C++/Java Performance numbers

Rob Adams

unread,

Jun 16, 2009, 12:55:57 PM6/16/09

to project-...@googlegroups.com

I've done some tweaking on the C++ client. On my workstation using 10
client threads hitting a single node cluster I can do 34940.8 simple GET
operations per second. With 20 I get 41463.8 ops/sec.

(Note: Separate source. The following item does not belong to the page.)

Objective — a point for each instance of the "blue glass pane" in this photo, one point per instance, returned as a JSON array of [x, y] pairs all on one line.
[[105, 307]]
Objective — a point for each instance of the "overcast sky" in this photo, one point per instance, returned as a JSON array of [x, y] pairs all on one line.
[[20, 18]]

Writing the same code in the Java client I wasn't able to get to the
same level of performance, though I suspect part of this has to do with
tuning the client thread pool. with 10 stress threads and 5 threadpool
threads I get 20543 gets/second. With 10/10 17465 gets/second. 5/10
17532.

I wrote a sort of theoretically optimal client that just starts threads
and a connection for each and does nothing but send "\x00\x00\x00\x13
\x08\x00\x10\x01\x1a\x04\x74\x65\x73\x74\x22\x07\x0a\x05\x68\x65\x6c\x6c
\x6f" (This is a GET request in protocol buffers for a store "test" and
key "hello") and then receive the 28-byte reply (value, world,
version(0:1)). This client can do 42715.2 with 20 threads. This last
number is then the raw performance of the server and no client is going
to do better.

When running one of these "raw client" tests, CPU utilization on the
server node makes it to 197-198% (two-core box). With my C++ client
server CPU utilization is more like 190% which would seem to indicate
there is room for improvement. Client CPU utilization is about zero on
the "raw" version while it's about 140% (different two-code box) on the
real version. This seems to indicate that there's a good amount of room
to squeeze more performance out of this.

CPU on the Java client is a bit odd, in that it's high to start with
then trails off after 5 seconds or so.

Voldemort native protocol performance doesn't seem to be different from
the protocol buffers performance.

-Rob

Dan Diephouse

unread,

Jun 16, 2009, 1:07:50 PM6/16/09

to project-...@googlegroups.com

What are your JVM parameters?

--
Dan Diephouse
http://mulesource.com | http://netzooid.com/blog

Rob Adams

unread,

Jun 16, 2009, 1:12:55 PM6/16/09

to project-...@googlegroups.com

nothing special; using run-class.sh from master, so
"-Xmx2G -server -Dcom.sun.management.jmxremote"

-Rob

ijuma

unread,

Jun 16, 2009, 1:22:00 PM6/16/09

to project-voldemort

On Jun 16, 5:55 pm, Rob Adams <read...@readams.net> wrote:
> CPU on the Java client is a bit odd, in that it's high to start with
> then trails off after 5 seconds or so.

Some of this CPU usage could be the JIT compilation. Did you give the
JIT enough time to warm up before timing the measurements (both on the
server and Java client)?

Ismael

Rob Adams

unread,

Jun 16, 2009, 1:50:58 PM6/16/09

to project-...@googlegroups.com

That's probably why the CPU use changes; good point. I ran the test for
a bit longer and it sort of asymptotically approaches 24k/sec.

Geir Magnusson Jr.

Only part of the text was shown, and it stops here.